Tags / Subject field mangling long terms

tl;dr: Long tags with high unicode codepoints are breaking. This bug is blocking our release of plone5

I think I have a bug bothering me. It gets aggravated on 'long terms' used in the Dublin Core Tags field, aka 'subject'. If the tag gets too long it gets mangled and an equals '=' is added.

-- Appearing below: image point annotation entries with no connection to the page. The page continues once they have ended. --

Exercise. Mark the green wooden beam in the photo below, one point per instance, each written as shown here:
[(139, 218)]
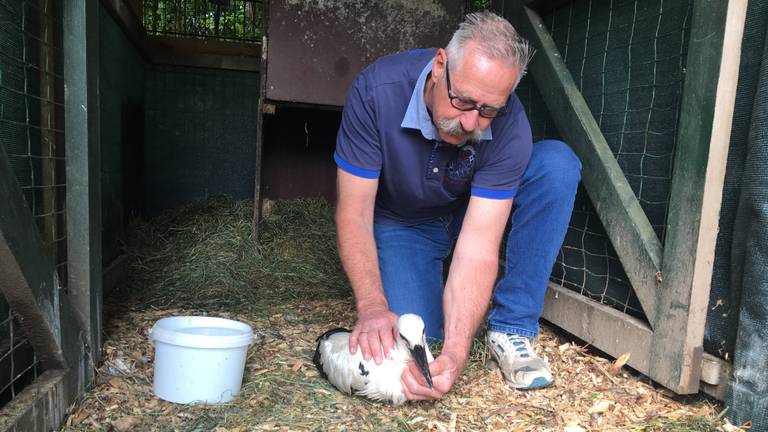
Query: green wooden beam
[(628, 227), (27, 276), (700, 158), (83, 165), (613, 331)]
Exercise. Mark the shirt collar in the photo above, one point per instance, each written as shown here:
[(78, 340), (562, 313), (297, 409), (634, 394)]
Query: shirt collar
[(417, 116)]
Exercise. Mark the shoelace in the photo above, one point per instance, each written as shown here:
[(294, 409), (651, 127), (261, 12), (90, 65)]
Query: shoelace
[(521, 345)]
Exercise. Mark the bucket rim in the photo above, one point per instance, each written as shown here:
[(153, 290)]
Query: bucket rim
[(166, 330)]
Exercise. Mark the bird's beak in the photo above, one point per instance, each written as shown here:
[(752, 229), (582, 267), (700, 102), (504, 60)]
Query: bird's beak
[(420, 355)]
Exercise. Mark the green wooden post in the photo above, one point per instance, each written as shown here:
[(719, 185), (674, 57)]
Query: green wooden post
[(631, 233), (699, 170), (83, 165), (27, 276)]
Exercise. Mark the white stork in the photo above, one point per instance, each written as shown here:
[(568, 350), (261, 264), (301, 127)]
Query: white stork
[(353, 375)]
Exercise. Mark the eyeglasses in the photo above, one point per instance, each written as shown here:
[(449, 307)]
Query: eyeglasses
[(462, 103)]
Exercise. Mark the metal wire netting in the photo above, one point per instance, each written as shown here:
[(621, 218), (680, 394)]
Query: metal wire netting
[(32, 136), (628, 59)]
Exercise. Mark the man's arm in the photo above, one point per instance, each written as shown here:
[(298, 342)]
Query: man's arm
[(467, 293), (375, 326)]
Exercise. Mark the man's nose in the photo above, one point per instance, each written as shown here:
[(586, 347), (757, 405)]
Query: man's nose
[(470, 120)]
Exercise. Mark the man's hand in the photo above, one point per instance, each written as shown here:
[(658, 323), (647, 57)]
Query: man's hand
[(445, 371), (374, 332)]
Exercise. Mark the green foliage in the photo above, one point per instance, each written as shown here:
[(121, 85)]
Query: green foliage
[(222, 19)]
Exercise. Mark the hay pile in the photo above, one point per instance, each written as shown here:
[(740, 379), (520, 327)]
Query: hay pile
[(204, 256), (201, 259)]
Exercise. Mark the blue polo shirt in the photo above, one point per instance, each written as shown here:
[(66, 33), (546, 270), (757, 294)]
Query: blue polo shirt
[(387, 133)]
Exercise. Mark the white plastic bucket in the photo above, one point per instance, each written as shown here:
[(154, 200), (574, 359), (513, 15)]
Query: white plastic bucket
[(199, 359)]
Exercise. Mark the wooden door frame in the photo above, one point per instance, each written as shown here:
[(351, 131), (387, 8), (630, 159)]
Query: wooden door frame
[(63, 328), (671, 281)]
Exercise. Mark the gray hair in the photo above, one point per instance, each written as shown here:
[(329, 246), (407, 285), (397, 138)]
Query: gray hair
[(496, 40)]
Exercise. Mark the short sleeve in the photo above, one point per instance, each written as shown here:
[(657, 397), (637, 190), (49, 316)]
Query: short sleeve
[(505, 160), (358, 149)]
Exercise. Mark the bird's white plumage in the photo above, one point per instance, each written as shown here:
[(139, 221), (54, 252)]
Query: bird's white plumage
[(353, 375)]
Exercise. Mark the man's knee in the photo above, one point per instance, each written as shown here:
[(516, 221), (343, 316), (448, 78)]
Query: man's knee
[(558, 163)]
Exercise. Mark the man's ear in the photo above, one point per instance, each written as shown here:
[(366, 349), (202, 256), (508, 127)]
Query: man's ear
[(438, 65)]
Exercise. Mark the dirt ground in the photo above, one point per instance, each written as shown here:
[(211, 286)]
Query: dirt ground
[(282, 390)]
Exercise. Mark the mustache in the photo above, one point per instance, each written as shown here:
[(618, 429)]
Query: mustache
[(453, 127)]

To aggravate, edit an object (that has the Dublin Core behavior enabled), go to the
categorization tab, and insert this:
"this is a really really long, I mean really long tag that is over 72 bytes long"

and save.

Go back to edit, visit the page, and you will see and '=' appear:
"this is a really really long, I mean really long tag that is over 72 bytes =long"

Before you answer

'this is a crazy edge case and you shouldn't have tags that long'

consider our high unicode users.

We have a lao site with these keywords:
('chinareach', 'ຊາວບ້ານໃນ', 'ເມືອງວັງວຽງ', 'ບໍ່ຍອມເສັຍ', 'ດິນນາ', 'ບໍຣິສັດຈີນ')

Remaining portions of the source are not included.